Mi madre, la hija del jefe Tarkune, había encargado a mis hermanas preparar las pieles que mi padre había comprado y seguir con las tareas de hilado y tejido de lana. Esto se hacían en telares en los que la trama se tensaba con unas pesas colgantes. Era una tarea para manos hábiles de mujer. Estos tejidos de lana, de lino, al igual que la manufactura de los cestos de enea, de esparto, de varetas de acebuche y de juntos los usábamos o los intercambiábamos por otros productos en los días de concentración de la tribu. La piedra de sílex era una de las cosas que más necesitábamos para hacer las raederas, hachas y cuchillos con los que despiezábamos la caza. En muchas ocasiones era mejor cambiar pieles de conejo por piedra de sílex que tener que marchar muchos días al norte para buscar este material. Mi padre era un experto dando el golpe preciso a la piedra de sílex para conseguir un cuchillo, un hacha o una zoleta bien afilados; las lascas también nos servían como cuchillas, con las que había que tener mucho cuidado porque te podía producir fuertes heridas, incomodas para trabajar o cazar. La terminación de los cuchillos nos correspondía a mi hermano Dubeku y a mí. Teníamos que pulimentar bien con piedra asperón hasta dejar el instrumento con un filo cortante y bien presentado por si lo teníamos que vender en las concentraciones de la tribu.

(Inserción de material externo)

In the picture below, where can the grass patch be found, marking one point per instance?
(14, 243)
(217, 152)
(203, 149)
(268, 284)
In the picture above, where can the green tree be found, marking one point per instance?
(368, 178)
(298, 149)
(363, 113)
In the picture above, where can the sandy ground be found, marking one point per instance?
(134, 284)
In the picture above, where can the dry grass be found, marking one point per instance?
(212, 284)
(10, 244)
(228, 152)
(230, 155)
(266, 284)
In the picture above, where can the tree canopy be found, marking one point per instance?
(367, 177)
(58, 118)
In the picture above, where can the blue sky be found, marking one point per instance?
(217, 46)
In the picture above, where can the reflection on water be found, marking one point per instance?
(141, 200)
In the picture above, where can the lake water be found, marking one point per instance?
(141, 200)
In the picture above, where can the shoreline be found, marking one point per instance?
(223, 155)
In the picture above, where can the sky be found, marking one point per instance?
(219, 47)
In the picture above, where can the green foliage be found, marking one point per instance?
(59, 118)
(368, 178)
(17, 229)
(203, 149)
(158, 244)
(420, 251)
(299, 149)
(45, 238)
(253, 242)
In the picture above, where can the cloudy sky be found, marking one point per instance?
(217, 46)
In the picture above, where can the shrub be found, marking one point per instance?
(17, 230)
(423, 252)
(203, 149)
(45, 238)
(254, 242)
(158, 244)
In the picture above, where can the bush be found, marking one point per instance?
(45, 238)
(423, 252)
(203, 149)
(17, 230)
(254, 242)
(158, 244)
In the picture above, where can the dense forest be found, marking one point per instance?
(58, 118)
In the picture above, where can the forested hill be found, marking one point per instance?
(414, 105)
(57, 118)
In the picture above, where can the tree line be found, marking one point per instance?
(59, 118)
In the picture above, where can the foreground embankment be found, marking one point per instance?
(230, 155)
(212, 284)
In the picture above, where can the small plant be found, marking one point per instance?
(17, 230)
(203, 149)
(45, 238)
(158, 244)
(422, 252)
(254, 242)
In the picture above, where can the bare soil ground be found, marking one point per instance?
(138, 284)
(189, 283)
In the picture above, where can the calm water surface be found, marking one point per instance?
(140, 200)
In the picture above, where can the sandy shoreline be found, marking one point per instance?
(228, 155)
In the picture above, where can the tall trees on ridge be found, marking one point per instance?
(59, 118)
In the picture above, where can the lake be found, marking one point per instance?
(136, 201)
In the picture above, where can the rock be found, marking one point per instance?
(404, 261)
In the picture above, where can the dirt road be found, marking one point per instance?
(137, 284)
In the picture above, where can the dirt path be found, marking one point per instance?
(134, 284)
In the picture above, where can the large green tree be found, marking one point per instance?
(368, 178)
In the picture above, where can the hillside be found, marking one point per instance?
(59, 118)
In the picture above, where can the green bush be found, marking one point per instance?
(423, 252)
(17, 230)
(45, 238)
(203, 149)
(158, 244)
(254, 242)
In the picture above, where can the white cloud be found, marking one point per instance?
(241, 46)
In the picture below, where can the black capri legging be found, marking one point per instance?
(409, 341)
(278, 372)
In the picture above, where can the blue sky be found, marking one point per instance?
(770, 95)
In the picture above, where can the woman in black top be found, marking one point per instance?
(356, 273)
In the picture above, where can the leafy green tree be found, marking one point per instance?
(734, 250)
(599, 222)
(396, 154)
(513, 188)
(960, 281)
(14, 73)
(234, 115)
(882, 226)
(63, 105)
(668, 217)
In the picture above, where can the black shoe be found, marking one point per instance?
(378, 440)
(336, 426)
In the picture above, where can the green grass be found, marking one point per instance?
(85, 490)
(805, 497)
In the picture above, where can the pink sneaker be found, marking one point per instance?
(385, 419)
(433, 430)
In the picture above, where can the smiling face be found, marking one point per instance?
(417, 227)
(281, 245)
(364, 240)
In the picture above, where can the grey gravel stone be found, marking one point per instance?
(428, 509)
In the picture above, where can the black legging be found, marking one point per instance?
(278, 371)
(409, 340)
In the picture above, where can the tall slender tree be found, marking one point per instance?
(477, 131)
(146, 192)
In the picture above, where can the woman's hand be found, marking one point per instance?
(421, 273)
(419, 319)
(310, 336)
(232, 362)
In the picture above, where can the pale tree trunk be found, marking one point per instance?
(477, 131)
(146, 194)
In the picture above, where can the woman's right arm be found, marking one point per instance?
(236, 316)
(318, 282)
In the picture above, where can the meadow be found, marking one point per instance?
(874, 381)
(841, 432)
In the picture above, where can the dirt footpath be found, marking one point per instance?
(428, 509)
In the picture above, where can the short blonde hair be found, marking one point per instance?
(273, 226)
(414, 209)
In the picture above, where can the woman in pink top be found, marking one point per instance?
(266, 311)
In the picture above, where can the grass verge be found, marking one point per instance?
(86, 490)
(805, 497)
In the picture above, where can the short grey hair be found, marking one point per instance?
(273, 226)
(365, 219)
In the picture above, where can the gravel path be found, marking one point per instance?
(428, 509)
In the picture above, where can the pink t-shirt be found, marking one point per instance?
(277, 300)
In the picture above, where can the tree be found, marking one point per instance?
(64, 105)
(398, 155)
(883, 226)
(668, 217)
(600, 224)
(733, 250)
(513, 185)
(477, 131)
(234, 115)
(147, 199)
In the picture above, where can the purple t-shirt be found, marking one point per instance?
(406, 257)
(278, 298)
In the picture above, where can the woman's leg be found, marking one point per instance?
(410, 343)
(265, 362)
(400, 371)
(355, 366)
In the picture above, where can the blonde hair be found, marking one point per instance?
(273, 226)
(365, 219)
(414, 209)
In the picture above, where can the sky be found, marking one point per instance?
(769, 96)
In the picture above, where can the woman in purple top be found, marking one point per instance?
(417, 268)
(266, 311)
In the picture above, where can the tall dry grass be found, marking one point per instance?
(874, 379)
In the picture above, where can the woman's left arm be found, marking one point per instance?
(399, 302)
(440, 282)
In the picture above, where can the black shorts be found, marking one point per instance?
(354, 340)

Mi madre se esmeraba en la comida los días en que nos veía trabajar en el poblado, que no eran muchos, todo hay que decirlo. En esta ocasión comimos con todos los vecinos que nos estaban ayudando una enorme fuente de conejo guisado, tortitas de bellotas, algarroba molida y los mayores se apiporraron de cerveza de cebada. Mi padre contó historias de difuntos, de espíritus vagantes en la noche, de maleficios, brujerías que nos dejaron el corazón encogido. Hablaba como un hechicero. No sé como llegaron mis vecinos a sus chozas, ni si encontraron el agujero de entrada por lo de las historias y la cerveza que habían tragado.

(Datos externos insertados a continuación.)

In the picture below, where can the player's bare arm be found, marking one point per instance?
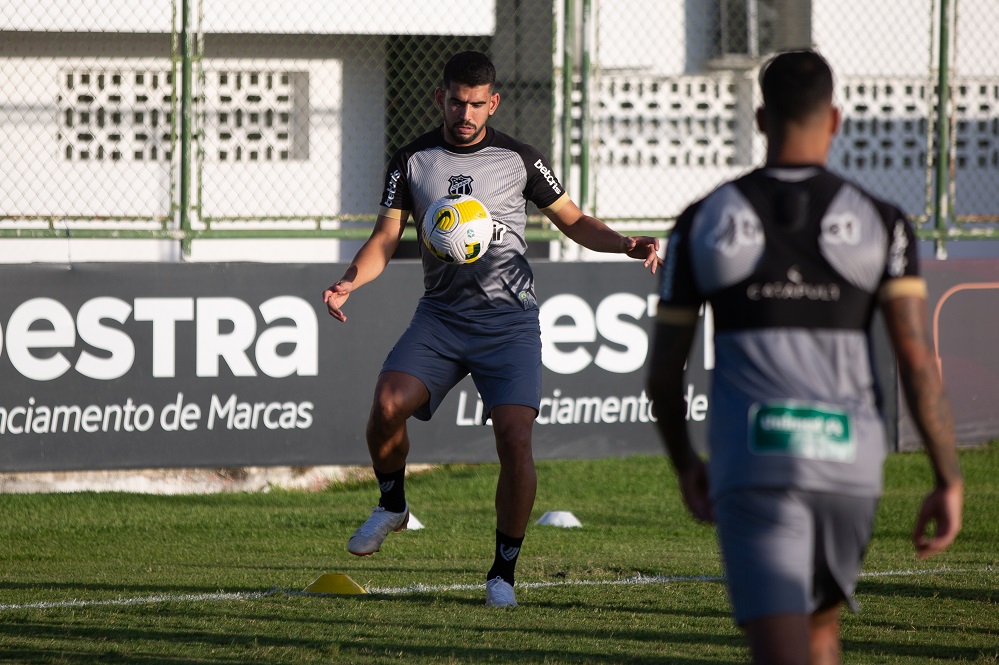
(368, 263)
(674, 335)
(906, 318)
(593, 234)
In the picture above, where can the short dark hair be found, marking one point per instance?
(795, 85)
(471, 68)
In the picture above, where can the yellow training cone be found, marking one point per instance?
(334, 583)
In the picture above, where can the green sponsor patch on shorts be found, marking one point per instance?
(802, 429)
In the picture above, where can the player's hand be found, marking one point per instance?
(694, 489)
(646, 249)
(943, 507)
(335, 297)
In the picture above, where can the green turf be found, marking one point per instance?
(112, 547)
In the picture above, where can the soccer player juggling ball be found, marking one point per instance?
(793, 261)
(486, 310)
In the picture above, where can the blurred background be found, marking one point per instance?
(206, 130)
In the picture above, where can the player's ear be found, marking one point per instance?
(835, 118)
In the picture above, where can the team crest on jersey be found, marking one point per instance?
(460, 184)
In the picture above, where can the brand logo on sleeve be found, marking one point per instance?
(460, 184)
(390, 189)
(548, 175)
(897, 261)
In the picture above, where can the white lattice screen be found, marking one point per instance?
(120, 114)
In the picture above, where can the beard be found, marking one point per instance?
(465, 139)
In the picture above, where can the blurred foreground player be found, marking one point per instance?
(793, 261)
(480, 318)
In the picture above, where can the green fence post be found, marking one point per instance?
(186, 118)
(941, 207)
(568, 70)
(584, 126)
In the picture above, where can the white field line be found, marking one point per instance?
(430, 588)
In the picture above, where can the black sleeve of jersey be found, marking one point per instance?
(678, 287)
(542, 187)
(903, 246)
(395, 193)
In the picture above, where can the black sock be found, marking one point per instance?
(507, 551)
(393, 497)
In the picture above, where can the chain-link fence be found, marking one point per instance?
(240, 118)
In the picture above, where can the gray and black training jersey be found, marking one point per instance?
(792, 262)
(504, 174)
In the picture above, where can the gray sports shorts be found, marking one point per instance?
(504, 360)
(791, 551)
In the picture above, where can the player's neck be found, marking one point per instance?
(799, 146)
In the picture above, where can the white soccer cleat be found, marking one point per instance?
(369, 536)
(499, 593)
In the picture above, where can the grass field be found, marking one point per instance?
(122, 578)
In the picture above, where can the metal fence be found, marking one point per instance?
(242, 118)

Nos pusimos de acuerdo en el día que teníamos reparar la cerca del poblado Abgena. Esta se hacía con pontones, maleza y zarzas espinosas. Y toda ella estaba rodeada de un foso para impedir la entrada a los lobos que atacaban al ganado, a los jabalís y a algún peligroso oso despistado. Tampoco los tiempos andaban como para dejar el poblado fácil a los ladrones.